Muni yields end flat with firmer tone; Los Angeles reportedly brings $1.17 billion in TRANs

By Sheri Kasprzak

New York, June 30 - Municipal yields were barely moved on Wednesday with a firmer tone across the yield curve, said traders, as primary action continued to dominate market activity.

"I'd call it flat," said one trader. "If there's any movement at all, it's very slight.

Another trader reported that a firmer tone overall may be credited to improved Treasuries.

"I think it's fair to say it's flat, but Treasuries were better, so there seems to be a firmer tone."
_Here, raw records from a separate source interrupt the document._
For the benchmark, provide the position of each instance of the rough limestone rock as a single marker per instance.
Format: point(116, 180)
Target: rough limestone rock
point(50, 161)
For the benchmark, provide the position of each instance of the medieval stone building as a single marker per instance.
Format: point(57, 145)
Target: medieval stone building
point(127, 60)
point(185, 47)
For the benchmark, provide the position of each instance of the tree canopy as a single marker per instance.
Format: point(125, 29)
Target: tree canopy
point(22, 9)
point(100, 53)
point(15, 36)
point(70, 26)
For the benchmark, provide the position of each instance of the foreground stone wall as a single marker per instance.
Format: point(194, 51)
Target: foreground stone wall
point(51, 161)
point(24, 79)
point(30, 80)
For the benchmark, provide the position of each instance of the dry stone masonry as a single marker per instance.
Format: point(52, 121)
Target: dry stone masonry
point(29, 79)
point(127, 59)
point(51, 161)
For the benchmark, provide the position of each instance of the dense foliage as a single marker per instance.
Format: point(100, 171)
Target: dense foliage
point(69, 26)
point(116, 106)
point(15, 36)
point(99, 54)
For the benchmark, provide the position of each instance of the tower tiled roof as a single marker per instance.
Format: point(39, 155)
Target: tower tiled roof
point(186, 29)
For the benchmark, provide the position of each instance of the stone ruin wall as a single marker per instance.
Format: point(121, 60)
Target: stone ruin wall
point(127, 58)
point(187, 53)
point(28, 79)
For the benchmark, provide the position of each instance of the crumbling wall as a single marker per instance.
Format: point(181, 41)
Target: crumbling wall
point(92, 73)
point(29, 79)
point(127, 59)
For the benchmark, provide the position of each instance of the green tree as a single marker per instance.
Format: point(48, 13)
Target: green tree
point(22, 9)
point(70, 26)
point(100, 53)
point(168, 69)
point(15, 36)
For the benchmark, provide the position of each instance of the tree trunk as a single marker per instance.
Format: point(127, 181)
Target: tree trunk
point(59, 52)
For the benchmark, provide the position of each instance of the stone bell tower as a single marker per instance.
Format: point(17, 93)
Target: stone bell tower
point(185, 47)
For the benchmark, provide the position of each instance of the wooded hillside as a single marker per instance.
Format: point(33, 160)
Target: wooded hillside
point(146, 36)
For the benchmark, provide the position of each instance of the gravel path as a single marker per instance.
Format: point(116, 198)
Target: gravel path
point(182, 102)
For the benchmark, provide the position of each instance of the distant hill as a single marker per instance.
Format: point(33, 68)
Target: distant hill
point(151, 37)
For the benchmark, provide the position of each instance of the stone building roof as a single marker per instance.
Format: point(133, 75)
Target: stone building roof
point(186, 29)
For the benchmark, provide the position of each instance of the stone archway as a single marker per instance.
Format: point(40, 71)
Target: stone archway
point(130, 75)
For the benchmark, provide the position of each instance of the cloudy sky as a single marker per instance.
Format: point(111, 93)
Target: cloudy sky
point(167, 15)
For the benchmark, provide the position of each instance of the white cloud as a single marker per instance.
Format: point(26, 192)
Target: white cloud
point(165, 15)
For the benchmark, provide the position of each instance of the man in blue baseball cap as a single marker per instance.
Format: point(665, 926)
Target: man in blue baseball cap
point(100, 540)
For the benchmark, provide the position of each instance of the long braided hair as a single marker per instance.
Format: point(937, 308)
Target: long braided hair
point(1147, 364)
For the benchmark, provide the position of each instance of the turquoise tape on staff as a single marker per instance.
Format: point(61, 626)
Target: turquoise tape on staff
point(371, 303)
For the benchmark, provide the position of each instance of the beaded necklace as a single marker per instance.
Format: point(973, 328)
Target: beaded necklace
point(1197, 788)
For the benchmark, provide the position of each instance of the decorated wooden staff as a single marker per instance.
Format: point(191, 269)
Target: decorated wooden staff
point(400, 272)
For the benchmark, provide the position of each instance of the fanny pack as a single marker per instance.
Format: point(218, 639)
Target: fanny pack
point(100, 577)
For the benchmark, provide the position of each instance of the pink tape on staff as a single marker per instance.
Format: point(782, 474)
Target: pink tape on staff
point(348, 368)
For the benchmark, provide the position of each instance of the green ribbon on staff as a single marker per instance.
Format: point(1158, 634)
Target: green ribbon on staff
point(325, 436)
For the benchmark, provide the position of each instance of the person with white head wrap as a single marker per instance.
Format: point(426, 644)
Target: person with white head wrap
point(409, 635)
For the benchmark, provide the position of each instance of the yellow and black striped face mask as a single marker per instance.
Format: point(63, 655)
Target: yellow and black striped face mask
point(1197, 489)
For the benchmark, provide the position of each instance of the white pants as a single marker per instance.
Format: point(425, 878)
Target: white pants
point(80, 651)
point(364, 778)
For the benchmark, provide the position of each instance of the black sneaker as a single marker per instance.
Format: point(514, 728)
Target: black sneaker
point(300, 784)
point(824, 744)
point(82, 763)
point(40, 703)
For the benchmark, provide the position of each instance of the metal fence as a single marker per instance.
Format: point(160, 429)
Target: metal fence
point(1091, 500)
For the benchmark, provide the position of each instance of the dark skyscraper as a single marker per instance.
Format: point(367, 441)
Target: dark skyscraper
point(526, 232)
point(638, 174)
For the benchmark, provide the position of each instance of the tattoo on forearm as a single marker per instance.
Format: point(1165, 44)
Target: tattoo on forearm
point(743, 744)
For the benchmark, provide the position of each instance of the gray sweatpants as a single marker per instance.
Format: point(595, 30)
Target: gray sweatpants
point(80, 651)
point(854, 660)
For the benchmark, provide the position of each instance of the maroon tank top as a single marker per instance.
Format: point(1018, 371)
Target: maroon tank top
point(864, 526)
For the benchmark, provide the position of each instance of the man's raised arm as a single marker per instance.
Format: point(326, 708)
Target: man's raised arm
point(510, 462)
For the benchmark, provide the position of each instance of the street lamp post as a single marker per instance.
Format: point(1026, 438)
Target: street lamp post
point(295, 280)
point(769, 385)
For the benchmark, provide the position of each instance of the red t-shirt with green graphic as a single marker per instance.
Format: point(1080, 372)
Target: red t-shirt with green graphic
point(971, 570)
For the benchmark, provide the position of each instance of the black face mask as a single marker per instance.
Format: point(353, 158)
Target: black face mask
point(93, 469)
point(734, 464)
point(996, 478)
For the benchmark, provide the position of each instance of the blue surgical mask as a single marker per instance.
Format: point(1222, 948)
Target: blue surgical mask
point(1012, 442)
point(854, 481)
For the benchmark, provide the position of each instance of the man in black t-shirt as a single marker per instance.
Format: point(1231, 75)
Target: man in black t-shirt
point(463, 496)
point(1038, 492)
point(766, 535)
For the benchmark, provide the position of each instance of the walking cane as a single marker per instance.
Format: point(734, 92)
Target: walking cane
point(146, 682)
Investors are still leery of municipals thanks to fears of widespread muni defaults, but one municipal strategist said those fears are largely unfounded.

Jim Colby, senior municipal strategist at Van Eck Global, said Wednesday that it is unlikely that there will be a wave of defaults or municipal bankruptcies in the coming months.

A combination of factors, including the looming possibility of higher tax rates, could mean that municipals will outperform Treasuries during the second half of 2010.

"Taxes are going to go up on a local, state and federal level to meet budget shortfalls and to pay for new reforms, including that which is taking place in health care," Colby said.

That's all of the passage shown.